Scientific classification
- Kingdom: Animalia
- Phylum: Chordata
- Class: Reptilia
- Order: Squamata
- Suborder: Serpentes
- Family: Homalopsidae
- Genus: Enhydris
- Species: E. chanardi
- Binomial name: Enhydris chanardi Murphy & Voris, 2005
- Synonyms: Hypsirhina jagorii — Günther, 1864 (not Hypsirhina jagorii W. Peters, 1863); Enhydris jagorii — Cochran, 1930 (not Hypsirhina jagorii W. Peters, 1863);

= Sind River snake =

- Genus: Enhydris
- Species: chanardi
- Authority: Murphy & Voris, 2005
- Conservation status: DD
- Synonyms: Hypsirhina jagorii , — Günther, 1864, (not Hypsirhina jagorii , W. Peters, 1863), Enhydris jagorii , — Cochran, 1930, (not Hypsirhina jagorii , W. Peters, 1863)

Species of snake

The Sind River snake (Enhydris chanardi), also known commonly as Chanard's mud snake and Chan-ard's water snake, is a species of mildly venomous, rear-fanged snake in the family Homalopsidae. The species is endemic to Thailand.

==Taxonomy==
The specific name, chanardi, is in honour of Thai herpetologist (Mr.) Tanya Chan-ard.

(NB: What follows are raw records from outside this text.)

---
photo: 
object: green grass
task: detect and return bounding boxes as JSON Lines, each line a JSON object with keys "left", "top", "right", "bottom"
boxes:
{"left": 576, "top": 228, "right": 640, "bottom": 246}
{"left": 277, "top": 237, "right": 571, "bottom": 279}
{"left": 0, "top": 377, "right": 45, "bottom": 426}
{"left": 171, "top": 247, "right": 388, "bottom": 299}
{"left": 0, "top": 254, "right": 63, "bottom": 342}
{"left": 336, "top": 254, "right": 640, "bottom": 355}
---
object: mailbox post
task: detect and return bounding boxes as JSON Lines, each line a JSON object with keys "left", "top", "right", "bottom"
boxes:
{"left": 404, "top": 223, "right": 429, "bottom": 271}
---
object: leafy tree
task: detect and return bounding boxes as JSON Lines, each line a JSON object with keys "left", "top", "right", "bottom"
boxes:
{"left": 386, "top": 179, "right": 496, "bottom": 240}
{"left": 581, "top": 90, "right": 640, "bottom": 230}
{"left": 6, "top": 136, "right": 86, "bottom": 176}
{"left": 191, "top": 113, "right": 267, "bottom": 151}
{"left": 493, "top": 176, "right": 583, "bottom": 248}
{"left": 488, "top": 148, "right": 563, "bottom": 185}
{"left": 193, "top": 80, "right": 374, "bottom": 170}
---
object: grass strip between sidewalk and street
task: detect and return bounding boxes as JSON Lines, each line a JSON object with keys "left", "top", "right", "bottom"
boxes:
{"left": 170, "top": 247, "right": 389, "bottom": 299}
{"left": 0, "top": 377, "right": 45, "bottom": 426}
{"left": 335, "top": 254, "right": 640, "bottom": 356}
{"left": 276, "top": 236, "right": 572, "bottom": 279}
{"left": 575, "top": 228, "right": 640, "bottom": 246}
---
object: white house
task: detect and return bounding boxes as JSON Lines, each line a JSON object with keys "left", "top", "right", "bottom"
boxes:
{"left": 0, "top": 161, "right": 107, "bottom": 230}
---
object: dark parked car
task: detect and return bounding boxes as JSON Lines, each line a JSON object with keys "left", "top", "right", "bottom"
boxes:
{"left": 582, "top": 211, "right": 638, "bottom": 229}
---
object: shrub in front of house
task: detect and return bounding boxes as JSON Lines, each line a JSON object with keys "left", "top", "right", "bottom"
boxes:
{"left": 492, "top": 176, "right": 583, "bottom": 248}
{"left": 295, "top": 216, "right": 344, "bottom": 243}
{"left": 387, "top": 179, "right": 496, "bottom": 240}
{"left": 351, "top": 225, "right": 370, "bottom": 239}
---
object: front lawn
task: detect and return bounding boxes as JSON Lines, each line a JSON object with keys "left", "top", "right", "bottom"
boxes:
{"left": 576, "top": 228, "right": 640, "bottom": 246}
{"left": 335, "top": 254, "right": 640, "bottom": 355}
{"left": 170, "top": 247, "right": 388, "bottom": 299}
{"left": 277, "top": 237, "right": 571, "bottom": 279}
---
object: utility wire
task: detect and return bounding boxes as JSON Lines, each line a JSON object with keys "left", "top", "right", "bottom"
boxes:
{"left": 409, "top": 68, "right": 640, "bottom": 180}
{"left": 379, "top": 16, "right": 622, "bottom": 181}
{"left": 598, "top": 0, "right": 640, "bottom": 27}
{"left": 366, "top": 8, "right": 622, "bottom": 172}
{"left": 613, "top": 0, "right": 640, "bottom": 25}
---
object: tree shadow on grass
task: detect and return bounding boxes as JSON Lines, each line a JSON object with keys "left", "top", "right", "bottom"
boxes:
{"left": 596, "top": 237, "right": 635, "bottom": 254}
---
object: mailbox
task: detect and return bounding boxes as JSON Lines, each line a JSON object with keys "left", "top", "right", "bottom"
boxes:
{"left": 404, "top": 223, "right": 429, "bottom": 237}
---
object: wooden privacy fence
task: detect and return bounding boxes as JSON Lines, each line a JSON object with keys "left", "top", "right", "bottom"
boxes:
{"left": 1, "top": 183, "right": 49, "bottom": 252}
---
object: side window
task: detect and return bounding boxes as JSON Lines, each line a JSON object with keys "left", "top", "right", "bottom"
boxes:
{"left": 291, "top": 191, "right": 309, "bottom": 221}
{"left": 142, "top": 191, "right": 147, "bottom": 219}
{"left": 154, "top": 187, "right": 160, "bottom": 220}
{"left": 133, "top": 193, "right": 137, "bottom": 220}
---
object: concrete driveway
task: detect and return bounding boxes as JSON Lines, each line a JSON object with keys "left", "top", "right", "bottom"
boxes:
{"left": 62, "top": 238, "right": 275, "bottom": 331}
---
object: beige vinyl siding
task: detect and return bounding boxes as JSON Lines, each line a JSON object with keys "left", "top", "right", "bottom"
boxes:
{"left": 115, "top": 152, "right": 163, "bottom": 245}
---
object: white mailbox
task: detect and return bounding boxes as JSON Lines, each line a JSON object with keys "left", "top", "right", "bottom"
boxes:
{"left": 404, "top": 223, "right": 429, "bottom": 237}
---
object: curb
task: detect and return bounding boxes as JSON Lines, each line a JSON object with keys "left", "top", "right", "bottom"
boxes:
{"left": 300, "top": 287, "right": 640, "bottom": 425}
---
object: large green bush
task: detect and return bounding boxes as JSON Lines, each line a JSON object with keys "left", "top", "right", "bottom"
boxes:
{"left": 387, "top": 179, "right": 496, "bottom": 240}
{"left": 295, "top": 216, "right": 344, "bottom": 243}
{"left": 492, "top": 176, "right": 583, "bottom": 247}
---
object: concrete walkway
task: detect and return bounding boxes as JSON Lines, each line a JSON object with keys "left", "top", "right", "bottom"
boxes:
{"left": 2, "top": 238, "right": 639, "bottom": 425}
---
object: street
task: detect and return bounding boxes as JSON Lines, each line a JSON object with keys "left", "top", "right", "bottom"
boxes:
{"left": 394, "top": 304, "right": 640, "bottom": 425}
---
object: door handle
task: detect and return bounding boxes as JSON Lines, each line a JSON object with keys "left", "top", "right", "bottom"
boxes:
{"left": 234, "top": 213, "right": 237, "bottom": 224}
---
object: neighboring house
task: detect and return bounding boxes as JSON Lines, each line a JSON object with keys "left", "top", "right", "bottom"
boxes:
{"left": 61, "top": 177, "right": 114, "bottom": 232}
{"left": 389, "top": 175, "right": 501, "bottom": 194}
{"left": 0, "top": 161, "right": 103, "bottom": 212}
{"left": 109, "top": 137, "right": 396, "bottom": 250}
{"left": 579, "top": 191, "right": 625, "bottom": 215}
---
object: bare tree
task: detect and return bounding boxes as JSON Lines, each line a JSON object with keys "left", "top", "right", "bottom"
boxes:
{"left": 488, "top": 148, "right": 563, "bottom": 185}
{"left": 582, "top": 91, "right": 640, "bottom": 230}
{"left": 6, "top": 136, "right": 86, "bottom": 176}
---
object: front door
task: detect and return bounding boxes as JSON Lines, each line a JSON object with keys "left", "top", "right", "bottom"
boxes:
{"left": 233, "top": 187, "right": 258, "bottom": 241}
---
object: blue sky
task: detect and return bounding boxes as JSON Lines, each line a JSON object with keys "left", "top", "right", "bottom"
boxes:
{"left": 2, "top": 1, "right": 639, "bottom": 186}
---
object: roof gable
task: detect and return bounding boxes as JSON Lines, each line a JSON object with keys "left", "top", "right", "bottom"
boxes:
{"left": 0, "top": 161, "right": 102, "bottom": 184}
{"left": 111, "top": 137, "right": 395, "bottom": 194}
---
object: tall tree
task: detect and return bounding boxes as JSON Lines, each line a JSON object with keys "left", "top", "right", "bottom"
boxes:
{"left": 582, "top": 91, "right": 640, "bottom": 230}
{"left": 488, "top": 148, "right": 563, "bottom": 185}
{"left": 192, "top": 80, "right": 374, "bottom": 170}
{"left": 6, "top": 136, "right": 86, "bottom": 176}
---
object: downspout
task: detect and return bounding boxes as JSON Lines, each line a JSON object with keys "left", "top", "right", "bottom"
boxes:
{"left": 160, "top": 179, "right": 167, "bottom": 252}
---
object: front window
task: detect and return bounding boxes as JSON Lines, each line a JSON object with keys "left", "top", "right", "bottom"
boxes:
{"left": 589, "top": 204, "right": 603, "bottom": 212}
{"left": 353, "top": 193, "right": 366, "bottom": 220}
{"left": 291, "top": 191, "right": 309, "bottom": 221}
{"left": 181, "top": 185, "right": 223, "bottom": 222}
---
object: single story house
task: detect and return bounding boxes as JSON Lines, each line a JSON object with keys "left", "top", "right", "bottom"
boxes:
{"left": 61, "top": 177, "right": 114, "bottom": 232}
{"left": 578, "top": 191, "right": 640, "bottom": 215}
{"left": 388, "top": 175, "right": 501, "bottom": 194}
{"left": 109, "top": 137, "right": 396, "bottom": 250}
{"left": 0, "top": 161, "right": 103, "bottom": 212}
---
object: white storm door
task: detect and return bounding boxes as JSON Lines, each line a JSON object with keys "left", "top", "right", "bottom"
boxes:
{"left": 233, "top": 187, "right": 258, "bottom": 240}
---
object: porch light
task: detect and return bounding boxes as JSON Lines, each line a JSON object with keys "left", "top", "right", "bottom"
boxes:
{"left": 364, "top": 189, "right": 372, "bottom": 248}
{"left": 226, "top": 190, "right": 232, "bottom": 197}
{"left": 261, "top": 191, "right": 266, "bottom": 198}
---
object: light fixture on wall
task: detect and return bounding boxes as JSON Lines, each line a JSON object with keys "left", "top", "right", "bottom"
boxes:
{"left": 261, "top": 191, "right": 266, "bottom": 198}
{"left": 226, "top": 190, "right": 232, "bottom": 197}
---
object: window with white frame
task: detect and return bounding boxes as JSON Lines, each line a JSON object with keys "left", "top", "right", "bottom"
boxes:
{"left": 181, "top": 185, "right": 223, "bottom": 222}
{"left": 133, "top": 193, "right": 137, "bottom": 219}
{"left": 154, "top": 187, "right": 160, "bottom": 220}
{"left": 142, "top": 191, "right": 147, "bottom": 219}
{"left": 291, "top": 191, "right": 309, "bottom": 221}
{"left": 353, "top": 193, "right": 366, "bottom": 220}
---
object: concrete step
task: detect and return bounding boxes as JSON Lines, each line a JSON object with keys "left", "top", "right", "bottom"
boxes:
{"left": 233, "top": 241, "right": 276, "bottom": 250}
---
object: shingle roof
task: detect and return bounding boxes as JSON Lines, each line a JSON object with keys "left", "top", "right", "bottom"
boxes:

== Distribution and habitat ==
E. chanardi is found near or around Bangkok, Thailand. The preferred natural habitat of E. chanardi is freshwater wetlands.

==Behaviour==
E. chanardi is crepuscular or nocturnal. E. chanardi preys upon fishes and frogs. E. chanardi is viviparous. Little else is known about the biology of this species.

==Threats==
E. chanardi is listed as "Data Deficient" by the International Union for Conservation of Nature (IUCN).